Lottenberg, o elo no Brasil entre o escritório americano e as famílias: "A maioria não agüenta mais essa história e quer fazer o acordo"

O confronto põe em campos opostos o advogado paulista Renato Guimarães Júnior e o escritório americano Speiser Krause, especializado em ações de indenização por acidentes aéreos. A disputa gira em torno de uma questão central, os valores do acordo proposto pelo escritório americano a seus clientes brasileiros. A montanha de dinheiro que mobiliza os dois fronts dessa batalha beira 40 milhões de dólares, total da soma das indenizações propostas.
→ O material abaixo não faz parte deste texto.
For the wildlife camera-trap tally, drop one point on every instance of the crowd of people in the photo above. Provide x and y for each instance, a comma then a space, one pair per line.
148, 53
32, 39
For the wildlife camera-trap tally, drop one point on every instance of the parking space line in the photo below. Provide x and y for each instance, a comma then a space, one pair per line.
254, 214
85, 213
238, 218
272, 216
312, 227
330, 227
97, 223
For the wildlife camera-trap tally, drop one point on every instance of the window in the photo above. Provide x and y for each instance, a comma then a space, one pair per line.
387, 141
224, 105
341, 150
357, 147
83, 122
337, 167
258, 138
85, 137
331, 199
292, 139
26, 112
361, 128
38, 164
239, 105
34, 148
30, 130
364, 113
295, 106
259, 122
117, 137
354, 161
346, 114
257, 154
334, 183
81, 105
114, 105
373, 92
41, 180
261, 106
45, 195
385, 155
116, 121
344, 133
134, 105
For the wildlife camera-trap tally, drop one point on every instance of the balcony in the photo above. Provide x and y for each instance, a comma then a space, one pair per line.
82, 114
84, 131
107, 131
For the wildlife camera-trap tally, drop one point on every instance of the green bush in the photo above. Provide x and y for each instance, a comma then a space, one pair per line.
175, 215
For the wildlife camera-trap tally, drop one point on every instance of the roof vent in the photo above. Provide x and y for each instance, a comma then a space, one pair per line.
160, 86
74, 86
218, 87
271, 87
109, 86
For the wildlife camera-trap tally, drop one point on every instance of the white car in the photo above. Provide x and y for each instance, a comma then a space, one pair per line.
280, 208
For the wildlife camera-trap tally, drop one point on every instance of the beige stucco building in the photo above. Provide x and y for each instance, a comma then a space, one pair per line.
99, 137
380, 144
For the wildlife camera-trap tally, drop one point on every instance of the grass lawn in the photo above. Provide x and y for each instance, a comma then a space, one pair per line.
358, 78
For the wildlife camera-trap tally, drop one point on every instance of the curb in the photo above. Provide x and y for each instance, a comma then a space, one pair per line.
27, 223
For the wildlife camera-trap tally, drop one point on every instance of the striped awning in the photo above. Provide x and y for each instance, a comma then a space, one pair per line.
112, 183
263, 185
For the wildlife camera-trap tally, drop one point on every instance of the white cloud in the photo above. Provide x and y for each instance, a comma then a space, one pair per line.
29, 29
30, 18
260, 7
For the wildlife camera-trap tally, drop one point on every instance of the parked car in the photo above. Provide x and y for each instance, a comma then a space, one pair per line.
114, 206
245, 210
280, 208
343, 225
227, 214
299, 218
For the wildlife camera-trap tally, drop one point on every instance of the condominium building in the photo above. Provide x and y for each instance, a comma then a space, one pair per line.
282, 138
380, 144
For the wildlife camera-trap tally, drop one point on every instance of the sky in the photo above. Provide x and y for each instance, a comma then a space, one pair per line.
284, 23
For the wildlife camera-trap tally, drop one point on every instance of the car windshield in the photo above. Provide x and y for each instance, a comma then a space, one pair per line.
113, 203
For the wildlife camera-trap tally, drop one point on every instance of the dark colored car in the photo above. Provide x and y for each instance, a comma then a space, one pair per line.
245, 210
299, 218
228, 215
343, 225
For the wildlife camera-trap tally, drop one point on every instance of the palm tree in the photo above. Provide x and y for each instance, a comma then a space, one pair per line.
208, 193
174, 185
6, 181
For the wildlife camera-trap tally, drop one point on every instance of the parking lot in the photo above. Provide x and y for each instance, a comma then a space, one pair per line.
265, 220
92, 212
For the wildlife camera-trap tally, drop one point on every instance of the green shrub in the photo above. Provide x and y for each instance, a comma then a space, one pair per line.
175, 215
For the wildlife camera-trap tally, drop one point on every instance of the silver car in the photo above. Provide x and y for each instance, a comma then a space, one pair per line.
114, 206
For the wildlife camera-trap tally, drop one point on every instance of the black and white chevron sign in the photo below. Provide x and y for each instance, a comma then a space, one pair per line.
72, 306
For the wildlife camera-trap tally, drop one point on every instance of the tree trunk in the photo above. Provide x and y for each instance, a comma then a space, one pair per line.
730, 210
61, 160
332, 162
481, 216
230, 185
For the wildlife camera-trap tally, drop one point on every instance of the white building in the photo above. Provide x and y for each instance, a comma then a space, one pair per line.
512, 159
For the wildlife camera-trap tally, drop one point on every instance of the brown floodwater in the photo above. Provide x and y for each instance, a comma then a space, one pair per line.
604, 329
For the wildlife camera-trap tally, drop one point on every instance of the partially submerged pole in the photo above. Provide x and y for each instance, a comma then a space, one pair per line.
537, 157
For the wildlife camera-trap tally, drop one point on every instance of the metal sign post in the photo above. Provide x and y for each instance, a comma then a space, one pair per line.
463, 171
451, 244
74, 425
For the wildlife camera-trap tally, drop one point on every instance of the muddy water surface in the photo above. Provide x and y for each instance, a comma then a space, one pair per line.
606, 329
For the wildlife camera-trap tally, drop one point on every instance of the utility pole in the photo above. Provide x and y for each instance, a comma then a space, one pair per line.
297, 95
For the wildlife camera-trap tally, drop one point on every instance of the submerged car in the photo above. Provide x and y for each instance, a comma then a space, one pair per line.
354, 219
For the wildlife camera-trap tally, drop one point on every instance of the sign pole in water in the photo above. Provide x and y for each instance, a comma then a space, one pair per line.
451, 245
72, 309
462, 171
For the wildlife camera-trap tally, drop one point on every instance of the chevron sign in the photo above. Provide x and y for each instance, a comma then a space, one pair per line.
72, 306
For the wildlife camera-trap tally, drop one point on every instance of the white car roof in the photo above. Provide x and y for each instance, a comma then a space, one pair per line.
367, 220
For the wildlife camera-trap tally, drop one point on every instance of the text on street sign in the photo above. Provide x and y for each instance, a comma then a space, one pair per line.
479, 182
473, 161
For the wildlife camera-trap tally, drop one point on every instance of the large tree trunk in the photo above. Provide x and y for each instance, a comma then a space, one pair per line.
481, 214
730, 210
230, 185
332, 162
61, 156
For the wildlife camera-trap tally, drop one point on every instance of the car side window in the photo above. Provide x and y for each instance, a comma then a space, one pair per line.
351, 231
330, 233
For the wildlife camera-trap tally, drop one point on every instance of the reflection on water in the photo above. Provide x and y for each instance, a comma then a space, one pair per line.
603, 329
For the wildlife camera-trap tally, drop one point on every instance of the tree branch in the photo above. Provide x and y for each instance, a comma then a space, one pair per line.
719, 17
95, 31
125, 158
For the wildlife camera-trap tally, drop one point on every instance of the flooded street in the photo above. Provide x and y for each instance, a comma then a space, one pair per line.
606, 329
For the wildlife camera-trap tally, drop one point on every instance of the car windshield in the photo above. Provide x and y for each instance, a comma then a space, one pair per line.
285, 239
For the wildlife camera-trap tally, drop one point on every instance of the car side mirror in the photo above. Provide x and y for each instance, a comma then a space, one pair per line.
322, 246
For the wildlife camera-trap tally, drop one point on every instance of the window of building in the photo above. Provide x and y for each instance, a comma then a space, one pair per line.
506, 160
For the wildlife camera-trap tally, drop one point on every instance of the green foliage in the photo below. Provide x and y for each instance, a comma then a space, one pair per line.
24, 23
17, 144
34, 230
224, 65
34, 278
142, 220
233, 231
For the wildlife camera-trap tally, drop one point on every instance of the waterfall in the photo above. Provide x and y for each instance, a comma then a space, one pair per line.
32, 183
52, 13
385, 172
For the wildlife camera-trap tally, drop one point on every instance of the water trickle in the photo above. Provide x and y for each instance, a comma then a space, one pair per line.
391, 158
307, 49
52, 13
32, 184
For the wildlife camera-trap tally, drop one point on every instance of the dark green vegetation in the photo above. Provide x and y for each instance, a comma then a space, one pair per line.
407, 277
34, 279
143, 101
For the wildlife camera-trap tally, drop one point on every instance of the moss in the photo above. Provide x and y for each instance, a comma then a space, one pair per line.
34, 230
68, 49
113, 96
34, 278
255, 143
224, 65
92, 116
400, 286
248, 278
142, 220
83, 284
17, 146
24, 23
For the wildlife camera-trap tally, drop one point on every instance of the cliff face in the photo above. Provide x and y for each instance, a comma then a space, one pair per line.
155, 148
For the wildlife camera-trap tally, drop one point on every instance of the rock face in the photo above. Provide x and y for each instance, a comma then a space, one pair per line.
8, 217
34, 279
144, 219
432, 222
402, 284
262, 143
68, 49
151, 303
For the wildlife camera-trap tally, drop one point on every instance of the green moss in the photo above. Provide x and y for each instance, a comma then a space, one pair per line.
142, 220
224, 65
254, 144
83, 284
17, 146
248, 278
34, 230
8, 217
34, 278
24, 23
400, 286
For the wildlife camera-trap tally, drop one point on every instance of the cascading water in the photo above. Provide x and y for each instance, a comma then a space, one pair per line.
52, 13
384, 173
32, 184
Só em honorários, os advogados levarão cerca de 35% dessa bolada, algo em torno de 14 milhões de dólares. O mais impressionante é que, no início do processo, há três anos e meio, essa turma era unha e carne. Guimarães foi um dos primeiros advogados a atuar nos processos movidos por parentes de vítimas do vôo da TAM. Chegou a ter 26 clientes. Foi dele a idéia de contratar um escritório americano para processar, nos Estados Unidos, duas empresas fabricantes de peças que, em tese, contribuíram para a queda do avião – a Justiça permite que se movam várias ações. Juntos, Guimarães e o Speiser Krause conquistaram a confiança de 62 famílias das 99 vítimas do acidente.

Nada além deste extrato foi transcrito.